On its own, this algorithm is usually called REINFORCE or vanilla policy gradient. (Some technical distinctions can be made between these two techniques, but they are close enough that we won't worry about this now.) It can certainly solve the cartpole problem, both to keep a pendulum balanced but also to swing it up from any initial conditions.
Many algorithms extend vanilla policy gradient. The name of the game is always to reduce the variance of the policy gradient estimator. Some tricks come for free, since the reduce variance without introducing bias.
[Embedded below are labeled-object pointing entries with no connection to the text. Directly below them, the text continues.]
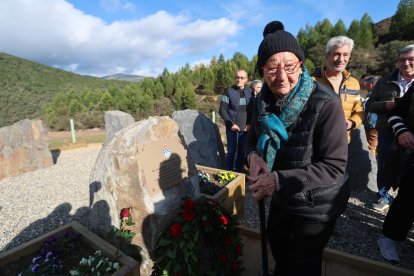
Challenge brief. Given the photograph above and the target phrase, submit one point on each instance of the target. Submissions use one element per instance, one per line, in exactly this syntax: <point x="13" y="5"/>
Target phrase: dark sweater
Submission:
<point x="233" y="106"/>
<point x="314" y="156"/>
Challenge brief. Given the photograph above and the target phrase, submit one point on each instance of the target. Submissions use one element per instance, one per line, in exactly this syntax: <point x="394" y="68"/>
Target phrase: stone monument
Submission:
<point x="202" y="137"/>
<point x="145" y="166"/>
<point x="116" y="120"/>
<point x="24" y="147"/>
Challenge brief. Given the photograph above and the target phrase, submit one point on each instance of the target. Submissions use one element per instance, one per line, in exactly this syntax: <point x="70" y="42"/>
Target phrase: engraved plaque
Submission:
<point x="164" y="163"/>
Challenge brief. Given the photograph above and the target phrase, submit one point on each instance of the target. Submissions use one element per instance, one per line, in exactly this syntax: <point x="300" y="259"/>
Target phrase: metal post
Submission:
<point x="72" y="128"/>
<point x="262" y="217"/>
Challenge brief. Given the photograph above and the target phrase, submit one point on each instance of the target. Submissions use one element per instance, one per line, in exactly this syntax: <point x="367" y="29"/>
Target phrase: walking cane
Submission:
<point x="262" y="215"/>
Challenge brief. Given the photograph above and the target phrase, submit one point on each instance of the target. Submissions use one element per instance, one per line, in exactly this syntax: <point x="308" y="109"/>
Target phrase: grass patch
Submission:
<point x="66" y="142"/>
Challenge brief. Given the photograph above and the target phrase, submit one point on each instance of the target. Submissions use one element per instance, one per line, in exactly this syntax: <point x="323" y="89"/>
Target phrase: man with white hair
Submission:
<point x="382" y="101"/>
<point x="335" y="76"/>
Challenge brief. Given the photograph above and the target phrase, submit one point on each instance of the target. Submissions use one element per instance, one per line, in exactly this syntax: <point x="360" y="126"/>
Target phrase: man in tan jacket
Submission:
<point x="334" y="75"/>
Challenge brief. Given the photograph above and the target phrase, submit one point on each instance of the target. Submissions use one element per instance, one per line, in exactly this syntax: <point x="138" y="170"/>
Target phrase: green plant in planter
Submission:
<point x="95" y="265"/>
<point x="226" y="177"/>
<point x="50" y="259"/>
<point x="122" y="237"/>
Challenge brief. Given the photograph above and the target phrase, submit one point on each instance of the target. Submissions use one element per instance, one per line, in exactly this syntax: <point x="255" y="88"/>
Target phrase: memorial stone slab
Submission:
<point x="24" y="147"/>
<point x="145" y="166"/>
<point x="362" y="166"/>
<point x="116" y="120"/>
<point x="202" y="137"/>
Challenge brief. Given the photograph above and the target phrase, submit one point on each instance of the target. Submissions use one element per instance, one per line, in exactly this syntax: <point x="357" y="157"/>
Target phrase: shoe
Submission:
<point x="388" y="249"/>
<point x="381" y="204"/>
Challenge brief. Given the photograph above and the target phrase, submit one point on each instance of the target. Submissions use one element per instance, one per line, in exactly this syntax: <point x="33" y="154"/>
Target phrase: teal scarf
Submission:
<point x="274" y="127"/>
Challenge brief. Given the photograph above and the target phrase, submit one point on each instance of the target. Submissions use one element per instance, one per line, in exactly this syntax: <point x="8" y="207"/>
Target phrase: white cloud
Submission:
<point x="55" y="33"/>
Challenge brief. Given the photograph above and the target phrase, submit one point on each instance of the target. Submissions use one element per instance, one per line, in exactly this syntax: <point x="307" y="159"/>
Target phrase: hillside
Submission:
<point x="26" y="86"/>
<point x="125" y="77"/>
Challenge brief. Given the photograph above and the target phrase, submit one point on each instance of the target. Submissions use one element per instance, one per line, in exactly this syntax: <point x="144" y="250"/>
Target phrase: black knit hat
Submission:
<point x="275" y="41"/>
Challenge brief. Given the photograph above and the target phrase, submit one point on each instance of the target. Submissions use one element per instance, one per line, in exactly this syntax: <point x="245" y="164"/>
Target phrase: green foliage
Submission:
<point x="26" y="87"/>
<point x="402" y="27"/>
<point x="31" y="90"/>
<point x="95" y="265"/>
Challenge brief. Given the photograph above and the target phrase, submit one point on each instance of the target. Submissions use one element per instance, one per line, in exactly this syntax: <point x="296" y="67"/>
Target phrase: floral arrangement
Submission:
<point x="53" y="254"/>
<point x="201" y="224"/>
<point x="226" y="177"/>
<point x="50" y="257"/>
<point x="95" y="265"/>
<point x="210" y="185"/>
<point x="122" y="237"/>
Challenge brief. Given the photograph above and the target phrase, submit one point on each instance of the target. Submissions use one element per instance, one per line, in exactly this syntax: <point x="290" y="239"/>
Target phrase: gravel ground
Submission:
<point x="34" y="203"/>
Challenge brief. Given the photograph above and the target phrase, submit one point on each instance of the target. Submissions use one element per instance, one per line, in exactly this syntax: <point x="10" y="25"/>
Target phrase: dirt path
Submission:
<point x="79" y="133"/>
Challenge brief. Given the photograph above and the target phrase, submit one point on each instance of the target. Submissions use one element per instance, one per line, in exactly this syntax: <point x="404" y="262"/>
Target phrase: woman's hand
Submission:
<point x="406" y="139"/>
<point x="263" y="185"/>
<point x="262" y="182"/>
<point x="256" y="165"/>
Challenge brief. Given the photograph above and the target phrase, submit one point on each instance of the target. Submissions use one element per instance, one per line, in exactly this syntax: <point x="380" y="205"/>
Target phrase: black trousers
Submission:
<point x="400" y="216"/>
<point x="297" y="245"/>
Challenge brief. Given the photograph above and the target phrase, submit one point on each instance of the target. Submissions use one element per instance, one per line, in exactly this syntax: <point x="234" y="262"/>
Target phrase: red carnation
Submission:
<point x="189" y="204"/>
<point x="234" y="266"/>
<point x="188" y="214"/>
<point x="176" y="229"/>
<point x="223" y="258"/>
<point x="125" y="213"/>
<point x="224" y="220"/>
<point x="227" y="241"/>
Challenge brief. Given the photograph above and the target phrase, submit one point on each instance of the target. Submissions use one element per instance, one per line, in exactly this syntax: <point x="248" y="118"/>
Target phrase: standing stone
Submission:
<point x="362" y="166"/>
<point x="146" y="167"/>
<point x="24" y="147"/>
<point x="116" y="120"/>
<point x="202" y="137"/>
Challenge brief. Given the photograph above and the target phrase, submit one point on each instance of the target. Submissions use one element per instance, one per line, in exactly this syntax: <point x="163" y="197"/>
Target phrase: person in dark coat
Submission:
<point x="297" y="155"/>
<point x="234" y="106"/>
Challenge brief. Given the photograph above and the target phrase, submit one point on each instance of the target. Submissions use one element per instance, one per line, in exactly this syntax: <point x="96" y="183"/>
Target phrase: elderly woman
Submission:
<point x="296" y="154"/>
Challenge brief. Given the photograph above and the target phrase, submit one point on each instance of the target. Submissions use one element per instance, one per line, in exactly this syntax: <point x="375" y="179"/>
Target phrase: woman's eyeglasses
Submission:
<point x="289" y="69"/>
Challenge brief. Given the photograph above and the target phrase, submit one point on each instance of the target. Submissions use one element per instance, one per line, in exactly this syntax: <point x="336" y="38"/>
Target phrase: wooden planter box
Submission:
<point x="129" y="266"/>
<point x="232" y="195"/>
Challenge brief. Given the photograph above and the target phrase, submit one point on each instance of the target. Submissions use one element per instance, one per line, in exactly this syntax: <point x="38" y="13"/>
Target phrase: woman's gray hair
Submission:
<point x="406" y="49"/>
<point x="339" y="41"/>
<point x="254" y="83"/>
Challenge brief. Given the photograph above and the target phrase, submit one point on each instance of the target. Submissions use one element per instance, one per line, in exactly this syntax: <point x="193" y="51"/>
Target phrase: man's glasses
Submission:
<point x="289" y="69"/>
<point x="404" y="60"/>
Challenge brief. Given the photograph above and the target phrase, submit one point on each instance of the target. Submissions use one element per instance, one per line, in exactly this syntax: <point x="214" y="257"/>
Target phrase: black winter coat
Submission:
<point x="311" y="164"/>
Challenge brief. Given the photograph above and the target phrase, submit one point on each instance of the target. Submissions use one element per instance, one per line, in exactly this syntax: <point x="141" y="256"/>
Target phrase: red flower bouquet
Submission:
<point x="201" y="223"/>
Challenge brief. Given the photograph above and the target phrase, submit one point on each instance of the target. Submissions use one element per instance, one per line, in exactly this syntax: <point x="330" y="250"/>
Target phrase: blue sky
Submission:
<point x="104" y="37"/>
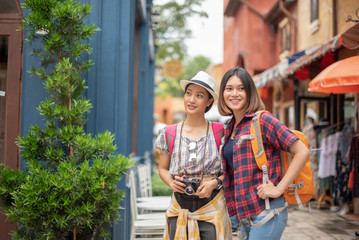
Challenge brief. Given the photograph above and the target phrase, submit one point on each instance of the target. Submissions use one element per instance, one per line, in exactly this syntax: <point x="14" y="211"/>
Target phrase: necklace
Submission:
<point x="204" y="153"/>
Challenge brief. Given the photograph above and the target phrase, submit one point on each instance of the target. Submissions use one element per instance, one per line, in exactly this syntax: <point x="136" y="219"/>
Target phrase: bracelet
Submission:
<point x="219" y="186"/>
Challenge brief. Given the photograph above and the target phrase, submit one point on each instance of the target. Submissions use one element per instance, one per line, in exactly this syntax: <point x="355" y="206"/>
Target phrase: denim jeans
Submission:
<point x="272" y="230"/>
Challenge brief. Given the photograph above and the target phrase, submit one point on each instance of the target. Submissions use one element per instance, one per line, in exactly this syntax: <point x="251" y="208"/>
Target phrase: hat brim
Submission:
<point x="184" y="84"/>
Others introduce a moderate amount of bias in order to reduce the variance even further.
Rewards-to-Go
Let's take a closer look at the gradient.
$$\begin{aligned} \nabla_\theta J(\pi_\theta) &= E_{\tau \sim \pi_\theta} \left[ \left( \sum_{i=0}^N \nabla_\theta \log \pi_\theta(a_i | s_i) \right) R(\tau) \right] \\ &= E_{\tau \sim \pi_\theta} \left[ \left( \sum_{i=0}^N \nabla_\theta \log \pi_\theta(a_i | s_i) \right) \left( \sum_{j = 0}^N R(s_j, a_j, s_{j+1}) \right) \right] \\ &= \sum_{i=0}^N \sum_{j=0}^N E_{\tau \sim \pi_\theta} \left[ R(s_j, a_j, s_{j+1}) \nabla_\theta \log \pi_\theta(a_i | s_i) \right] \\ \end{aligned}$$We will show that all the terms with $j < i$ are zero.
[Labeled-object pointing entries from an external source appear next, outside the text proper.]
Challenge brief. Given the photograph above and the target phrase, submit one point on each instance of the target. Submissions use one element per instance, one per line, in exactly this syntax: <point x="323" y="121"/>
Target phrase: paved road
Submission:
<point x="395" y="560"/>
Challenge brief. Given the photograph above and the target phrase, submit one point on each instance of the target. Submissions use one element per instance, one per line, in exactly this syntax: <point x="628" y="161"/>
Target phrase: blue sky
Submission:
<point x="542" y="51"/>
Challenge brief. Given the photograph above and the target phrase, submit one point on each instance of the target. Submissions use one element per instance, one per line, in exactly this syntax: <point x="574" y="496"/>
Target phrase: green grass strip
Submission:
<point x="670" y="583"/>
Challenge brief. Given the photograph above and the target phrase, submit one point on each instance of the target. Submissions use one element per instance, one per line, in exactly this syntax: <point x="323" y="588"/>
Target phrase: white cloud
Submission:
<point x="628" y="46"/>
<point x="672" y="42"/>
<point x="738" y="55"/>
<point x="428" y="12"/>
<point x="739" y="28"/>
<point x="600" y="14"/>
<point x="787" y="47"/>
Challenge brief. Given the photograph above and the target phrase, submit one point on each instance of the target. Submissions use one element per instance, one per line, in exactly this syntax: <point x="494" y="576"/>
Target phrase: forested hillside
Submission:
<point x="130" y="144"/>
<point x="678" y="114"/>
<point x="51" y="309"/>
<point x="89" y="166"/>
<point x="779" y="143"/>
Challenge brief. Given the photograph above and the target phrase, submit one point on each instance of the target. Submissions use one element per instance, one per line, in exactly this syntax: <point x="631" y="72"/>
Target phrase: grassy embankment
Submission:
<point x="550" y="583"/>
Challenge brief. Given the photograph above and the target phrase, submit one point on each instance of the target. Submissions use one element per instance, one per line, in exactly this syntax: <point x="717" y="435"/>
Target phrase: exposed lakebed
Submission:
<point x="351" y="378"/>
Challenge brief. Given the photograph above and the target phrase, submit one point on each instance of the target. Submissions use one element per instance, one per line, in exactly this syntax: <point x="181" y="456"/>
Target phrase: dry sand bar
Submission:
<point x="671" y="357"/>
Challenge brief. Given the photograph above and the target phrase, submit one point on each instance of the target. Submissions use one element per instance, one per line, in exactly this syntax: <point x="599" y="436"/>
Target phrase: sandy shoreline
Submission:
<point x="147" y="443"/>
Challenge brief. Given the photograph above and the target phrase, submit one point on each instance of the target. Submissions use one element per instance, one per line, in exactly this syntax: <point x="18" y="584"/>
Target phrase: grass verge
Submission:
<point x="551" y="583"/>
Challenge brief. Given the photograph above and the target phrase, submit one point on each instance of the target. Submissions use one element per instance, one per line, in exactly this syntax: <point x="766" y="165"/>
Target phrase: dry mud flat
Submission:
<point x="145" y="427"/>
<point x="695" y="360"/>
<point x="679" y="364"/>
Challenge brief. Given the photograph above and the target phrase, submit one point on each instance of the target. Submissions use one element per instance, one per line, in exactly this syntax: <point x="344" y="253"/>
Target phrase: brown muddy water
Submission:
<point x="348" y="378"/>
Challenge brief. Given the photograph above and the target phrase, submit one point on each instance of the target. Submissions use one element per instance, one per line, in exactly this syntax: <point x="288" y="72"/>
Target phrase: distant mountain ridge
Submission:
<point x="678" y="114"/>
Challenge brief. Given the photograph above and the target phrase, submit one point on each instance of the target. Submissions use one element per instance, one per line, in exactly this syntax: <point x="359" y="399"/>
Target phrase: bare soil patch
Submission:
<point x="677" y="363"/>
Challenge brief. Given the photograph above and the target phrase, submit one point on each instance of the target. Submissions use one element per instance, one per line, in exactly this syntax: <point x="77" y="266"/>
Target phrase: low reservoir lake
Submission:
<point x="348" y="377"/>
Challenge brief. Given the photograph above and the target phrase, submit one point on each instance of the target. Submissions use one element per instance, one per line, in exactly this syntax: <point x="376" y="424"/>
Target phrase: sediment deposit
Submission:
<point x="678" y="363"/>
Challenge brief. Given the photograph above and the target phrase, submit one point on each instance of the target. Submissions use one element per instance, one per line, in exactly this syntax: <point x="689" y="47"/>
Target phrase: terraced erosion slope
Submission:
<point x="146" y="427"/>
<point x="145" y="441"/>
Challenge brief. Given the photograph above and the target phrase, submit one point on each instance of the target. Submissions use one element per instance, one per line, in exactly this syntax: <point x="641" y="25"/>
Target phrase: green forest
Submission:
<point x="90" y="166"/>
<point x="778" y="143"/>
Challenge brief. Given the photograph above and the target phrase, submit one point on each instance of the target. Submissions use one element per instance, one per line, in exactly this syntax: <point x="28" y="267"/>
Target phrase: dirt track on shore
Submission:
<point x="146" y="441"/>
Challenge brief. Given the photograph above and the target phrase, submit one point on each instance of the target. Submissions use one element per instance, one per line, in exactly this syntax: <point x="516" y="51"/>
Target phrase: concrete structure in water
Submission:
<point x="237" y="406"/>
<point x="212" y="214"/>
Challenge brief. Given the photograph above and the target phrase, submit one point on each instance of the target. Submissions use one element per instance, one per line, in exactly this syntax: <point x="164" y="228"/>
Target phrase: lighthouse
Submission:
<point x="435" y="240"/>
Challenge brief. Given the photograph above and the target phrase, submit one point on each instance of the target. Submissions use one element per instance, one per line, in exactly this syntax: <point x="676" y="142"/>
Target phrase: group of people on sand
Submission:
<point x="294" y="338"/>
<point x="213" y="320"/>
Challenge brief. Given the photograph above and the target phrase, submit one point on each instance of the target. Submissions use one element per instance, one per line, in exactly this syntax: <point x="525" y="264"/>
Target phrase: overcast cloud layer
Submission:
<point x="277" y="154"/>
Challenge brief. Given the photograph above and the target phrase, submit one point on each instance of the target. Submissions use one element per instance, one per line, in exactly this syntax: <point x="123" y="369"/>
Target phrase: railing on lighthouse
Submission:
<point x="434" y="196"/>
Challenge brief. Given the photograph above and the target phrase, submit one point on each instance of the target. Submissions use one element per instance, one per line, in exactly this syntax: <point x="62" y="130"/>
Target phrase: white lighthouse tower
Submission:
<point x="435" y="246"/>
First, let's prove a helpful lemma: the expecation of the grad log prob for any probability distribution is zero. This is called the grad log prob lemma.
$$\begin{aligned} 1 &= \int P(x) \\ 0 &= \nabla \int P(x) \\ &= \int \nabla P(x) \\ &= \int P(x) \nabla \log P(x) \\ &= E_{x \sim P} \left[ \nabla \log P(x) \right] \end{aligned}$$For any term in the double sum above, we can simplify the form of the expectation by marginalizing over irrelevant steps in the trajectory. (We may not have a good way of computing this marginal distribution, but we won't actually need to in the end.) And we can always break up expectations into conditional chains.
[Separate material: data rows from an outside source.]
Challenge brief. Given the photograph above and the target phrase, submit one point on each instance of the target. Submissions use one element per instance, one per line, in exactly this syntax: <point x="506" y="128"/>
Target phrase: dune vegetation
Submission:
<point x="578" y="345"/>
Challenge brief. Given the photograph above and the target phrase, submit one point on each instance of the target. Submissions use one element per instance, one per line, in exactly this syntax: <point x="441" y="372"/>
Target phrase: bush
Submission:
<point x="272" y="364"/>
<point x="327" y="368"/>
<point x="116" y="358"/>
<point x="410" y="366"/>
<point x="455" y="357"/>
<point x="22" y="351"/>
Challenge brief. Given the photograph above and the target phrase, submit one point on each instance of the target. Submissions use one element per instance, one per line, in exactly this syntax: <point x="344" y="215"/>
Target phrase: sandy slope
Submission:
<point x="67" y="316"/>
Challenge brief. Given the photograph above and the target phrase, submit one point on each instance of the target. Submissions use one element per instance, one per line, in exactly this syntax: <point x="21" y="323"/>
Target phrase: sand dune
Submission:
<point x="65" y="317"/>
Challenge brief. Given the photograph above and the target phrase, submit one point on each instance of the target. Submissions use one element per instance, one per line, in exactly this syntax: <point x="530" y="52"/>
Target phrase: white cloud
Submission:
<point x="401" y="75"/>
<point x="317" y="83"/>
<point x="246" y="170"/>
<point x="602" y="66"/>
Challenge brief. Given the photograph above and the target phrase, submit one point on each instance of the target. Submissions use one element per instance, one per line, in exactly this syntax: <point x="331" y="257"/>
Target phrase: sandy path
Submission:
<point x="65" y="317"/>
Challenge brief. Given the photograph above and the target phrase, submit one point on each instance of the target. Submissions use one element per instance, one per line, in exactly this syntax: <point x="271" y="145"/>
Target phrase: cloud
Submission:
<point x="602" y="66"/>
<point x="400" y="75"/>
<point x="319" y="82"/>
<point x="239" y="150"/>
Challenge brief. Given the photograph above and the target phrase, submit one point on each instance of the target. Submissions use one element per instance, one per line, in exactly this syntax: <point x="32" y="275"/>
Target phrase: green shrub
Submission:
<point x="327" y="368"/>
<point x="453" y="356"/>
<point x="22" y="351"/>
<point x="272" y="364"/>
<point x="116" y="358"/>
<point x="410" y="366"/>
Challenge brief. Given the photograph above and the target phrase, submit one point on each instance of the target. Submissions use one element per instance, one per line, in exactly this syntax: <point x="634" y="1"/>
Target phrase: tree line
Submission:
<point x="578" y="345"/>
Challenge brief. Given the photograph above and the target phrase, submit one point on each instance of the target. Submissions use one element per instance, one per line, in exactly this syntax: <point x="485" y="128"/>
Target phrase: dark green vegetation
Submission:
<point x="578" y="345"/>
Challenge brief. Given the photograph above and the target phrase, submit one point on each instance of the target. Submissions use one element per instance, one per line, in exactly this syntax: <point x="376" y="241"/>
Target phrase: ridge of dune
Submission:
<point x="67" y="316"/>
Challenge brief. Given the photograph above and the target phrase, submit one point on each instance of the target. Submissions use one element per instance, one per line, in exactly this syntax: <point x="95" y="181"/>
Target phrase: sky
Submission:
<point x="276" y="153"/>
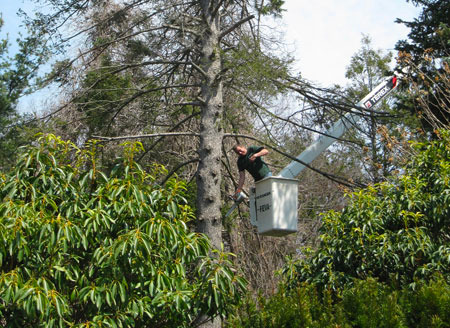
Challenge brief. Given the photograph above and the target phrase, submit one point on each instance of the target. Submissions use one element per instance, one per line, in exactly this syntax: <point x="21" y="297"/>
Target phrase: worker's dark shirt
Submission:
<point x="258" y="169"/>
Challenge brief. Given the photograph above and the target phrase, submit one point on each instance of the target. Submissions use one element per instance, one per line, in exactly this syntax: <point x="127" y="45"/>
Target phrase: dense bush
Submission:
<point x="79" y="248"/>
<point x="398" y="231"/>
<point x="368" y="304"/>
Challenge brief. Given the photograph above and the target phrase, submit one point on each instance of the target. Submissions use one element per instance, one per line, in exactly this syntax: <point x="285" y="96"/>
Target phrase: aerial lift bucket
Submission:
<point x="273" y="206"/>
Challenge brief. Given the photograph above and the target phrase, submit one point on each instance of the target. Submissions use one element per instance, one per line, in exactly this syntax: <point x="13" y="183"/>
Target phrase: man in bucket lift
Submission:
<point x="250" y="160"/>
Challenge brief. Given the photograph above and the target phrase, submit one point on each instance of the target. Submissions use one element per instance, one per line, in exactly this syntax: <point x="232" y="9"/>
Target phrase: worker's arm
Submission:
<point x="241" y="182"/>
<point x="262" y="152"/>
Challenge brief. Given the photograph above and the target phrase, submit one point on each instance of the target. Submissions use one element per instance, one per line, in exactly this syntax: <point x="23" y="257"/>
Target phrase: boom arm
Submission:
<point x="338" y="129"/>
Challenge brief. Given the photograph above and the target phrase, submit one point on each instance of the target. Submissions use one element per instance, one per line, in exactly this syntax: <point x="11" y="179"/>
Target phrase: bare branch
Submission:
<point x="235" y="25"/>
<point x="143" y="136"/>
$$\begin{aligned} &E_{\tau \sim \pi _\theta} \left[ R(s_j, a_j, s_{j+1}) \nabla_\theta \log \pi_\theta(a_i | s_i) \right] \\ &= E_{s_i, a_i, s_j, a_j, s_{j+1}} \left[ R(s_j, a_j, s_{j+1}) \nabla_\theta \log \pi_\theta(a_i | s_i) \right] \\ &= E_{s_j, a_j, s_{j+1}} \left[ R(s_j, a_j, s_{j+1}) E_{s_i, a_i} \left[ \nabla_\theta \log \pi_\theta(a_i | s_i) | s_j, a_j, s_{j+1} \right] \right] \\ &= E_{s_j, a_j, s_{j+1}} \left[ R(s_j, a_j, s_{j+1}) \int_{s_i, a_i} P(s_i, a_i | s_j, a_j, s_{j+1}) \nabla_\theta \log \pi_\theta(a_i | s_i) \right] \end{aligned}$$When $j < i$, we can use the Markov property to simplify the conditional probability. To be completely unambiguous: from here on out we're assuming $j < i$.
$$\begin{aligned} &E_{s_j, a_j, s_{j+1}} \left[ R(s_j, a_j, s_{j+1}) \int_{s_i, a_i} P(s_i, a_i | s_j, a_j, s_{j+1}) \nabla_\theta \log \pi_\theta(a_i | s_i) \right] \\ &= E_{s_j, a_j, s_{j+1}} \left[ R(s_j, a_j, s_{j+1}) \int_{s_i, a_i} \pi_\theta(a_i | s_i) P(s_i | s_{j+1}) \nabla_\theta \log \pi_\theta(a_i | s_i) \right] \\ &= E_{s_j, a_j, s_{j+1}} \left[ R(s_j, a_j, s_{j+1}) \int_{s_i} P(s_i | s_{j+1}) \int_{a_i} \pi_\theta(a_i | s_i) \nabla_\theta \log \pi_\theta(a_i | s_i) \right] \\ &= E_{s_j, a_j, s_{j+1}} \left[ R(s_j, a_j, s_{j+1}) \int_{s_i} P(s_i | s_{j+1}) E_{a_i \sim \pi_\theta(\cdot | s_i)} \left[ \nabla_\theta \log \pi_\theta(a_i | s_i) \right] \right] \\ &= 0 \end{aligned}$$The last step follows from the expected grad log prob lemma.
This result justifies removing all terms where $j < i$ in our sum.
$$\begin{aligned} \nabla_\theta J(\pi_\theta) &= \sum_{i=0}^N \sum_{j=i}^N E_{\tau \sim \pi_\theta} \left[ R(s_j, a_j, s_{j+1}) \nabla_\theta \log \pi_\theta(a_i | s_i) \right] \\ &= E_{\tau \sim \pi_\theta} \left[ \sum_{i=0}^N \nabla_\theta \log \pi_\theta(a_i | s_i) \left( \sum_{j=i}^N R(s_j, a_j, s_{j+1}) \right) \right] \\ \end{aligned}$$If we define the reward-to-go
$$\hat{R}_i = \sum_{j=i}^N R(s_j, a_j, s_{j+1})$$we can express this more simply.
$$\begin{aligned} \nabla_\theta J(\pi_\theta) &= E_{\tau \sim \pi_\theta} \left[ \sum_{i=0}^N \hat{R}_i \nabla_\theta \log \pi_\theta(a_i | s_i) \right] \\ \end{aligned}$$Removing all the terms with expectation zero is valuable since they don't alter the mean of our gradient estimate, but they do contribute variance. Intuitively, the decisions made at any point in time can't impact the past. So it's not helpful to penalize the policy for low rewards that already happened, or give it credit it for high rewards that have already been received.